The world has been reeling with a pandemic for the past year, and it seems that health-related crises are here to stay. 

In a Canadian territory in Montreal, 60 individuals are hit with a  blend of symptoms which includes insomnia, impaired motor function, and hallucinations such as visions of the dead. A few conspiracy theories pinned the blame for this sickness on cellphone towers and Covic shots. A handful of hundreds have become sick from this anonymous infection in the past six years, and six individuals have died. These are a few plots of a secret that has stumped the health and medical establishments, has attracted in the eye-balls of neurology specialists, and has scared the residents of New Brunswick, an area of 770,000.

This disease came into notice for the very first time in the year 2015, when Dr Alier Marrero, observed these symptoms in a patient including depression, rapidly progressive dementia and muscle pains.
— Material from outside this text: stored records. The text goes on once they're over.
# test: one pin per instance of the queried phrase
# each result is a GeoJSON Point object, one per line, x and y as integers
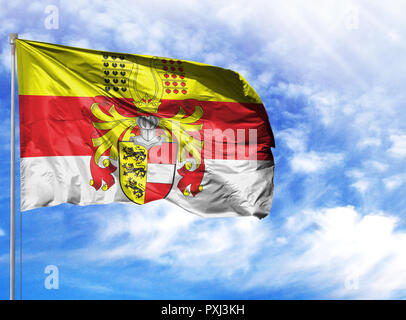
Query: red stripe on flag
{"type": "Point", "coordinates": [62, 126]}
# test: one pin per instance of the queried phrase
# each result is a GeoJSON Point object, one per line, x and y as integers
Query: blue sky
{"type": "Point", "coordinates": [331, 75]}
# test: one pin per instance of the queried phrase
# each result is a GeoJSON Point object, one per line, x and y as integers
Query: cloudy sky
{"type": "Point", "coordinates": [332, 76]}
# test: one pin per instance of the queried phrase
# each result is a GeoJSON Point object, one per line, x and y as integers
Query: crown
{"type": "Point", "coordinates": [148, 104]}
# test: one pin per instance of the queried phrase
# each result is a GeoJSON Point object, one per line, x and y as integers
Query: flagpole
{"type": "Point", "coordinates": [12, 38]}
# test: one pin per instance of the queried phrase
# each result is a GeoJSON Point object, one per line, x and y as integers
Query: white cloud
{"type": "Point", "coordinates": [329, 246]}
{"type": "Point", "coordinates": [317, 249]}
{"type": "Point", "coordinates": [313, 162]}
{"type": "Point", "coordinates": [394, 182]}
{"type": "Point", "coordinates": [398, 148]}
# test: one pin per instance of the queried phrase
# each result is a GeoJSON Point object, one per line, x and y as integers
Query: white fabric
{"type": "Point", "coordinates": [230, 187]}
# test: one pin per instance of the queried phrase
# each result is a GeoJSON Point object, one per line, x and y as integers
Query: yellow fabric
{"type": "Point", "coordinates": [55, 70]}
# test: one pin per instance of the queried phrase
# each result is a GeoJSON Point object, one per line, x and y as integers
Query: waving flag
{"type": "Point", "coordinates": [99, 127]}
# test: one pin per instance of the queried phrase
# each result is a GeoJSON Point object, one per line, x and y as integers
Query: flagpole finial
{"type": "Point", "coordinates": [12, 38]}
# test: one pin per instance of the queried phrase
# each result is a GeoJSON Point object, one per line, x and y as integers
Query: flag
{"type": "Point", "coordinates": [98, 127]}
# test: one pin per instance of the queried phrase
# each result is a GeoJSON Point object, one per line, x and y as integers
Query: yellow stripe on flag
{"type": "Point", "coordinates": [54, 70]}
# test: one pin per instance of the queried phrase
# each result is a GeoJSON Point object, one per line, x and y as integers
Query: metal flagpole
{"type": "Point", "coordinates": [12, 38]}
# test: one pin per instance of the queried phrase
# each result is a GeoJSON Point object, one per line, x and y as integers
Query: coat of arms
{"type": "Point", "coordinates": [146, 149]}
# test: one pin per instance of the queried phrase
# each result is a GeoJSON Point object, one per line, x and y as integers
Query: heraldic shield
{"type": "Point", "coordinates": [146, 172]}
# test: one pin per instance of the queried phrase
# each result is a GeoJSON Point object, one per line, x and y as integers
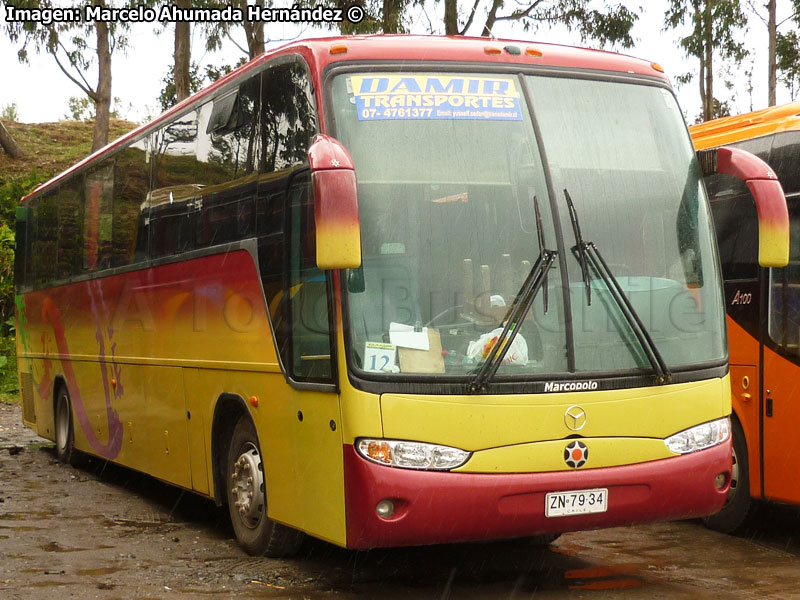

The number Of these patients started increasing and ranged in the age bar of18 to 84.

This new medical condition was slow to acquire national acknowledgment. As the Canadian medical authorities had their hands full with battling, they were too entangled to decide upon the seriousness of this outbreak. This news was exposed after a memo about it was leaked to the press by New Brunswick’s chief medical officer. In that memo, there was no diagnosis given, he gave the sickness a prosaic working name: Neurological Syndrome of Unknown Etiology in New Brunswick. In that memo, he also notified health authorities and colleagues.

Dr Noil Cashman, a neurologist, said this illness was a whodunit of the kind, noticed rarely in a century. On the other hand, the doctors scrutinised the condition’s novelty.  Dr Michael Geschwind advised that what can appear to be a new kind of illness, can turn out to be a known infection that has not been analysed.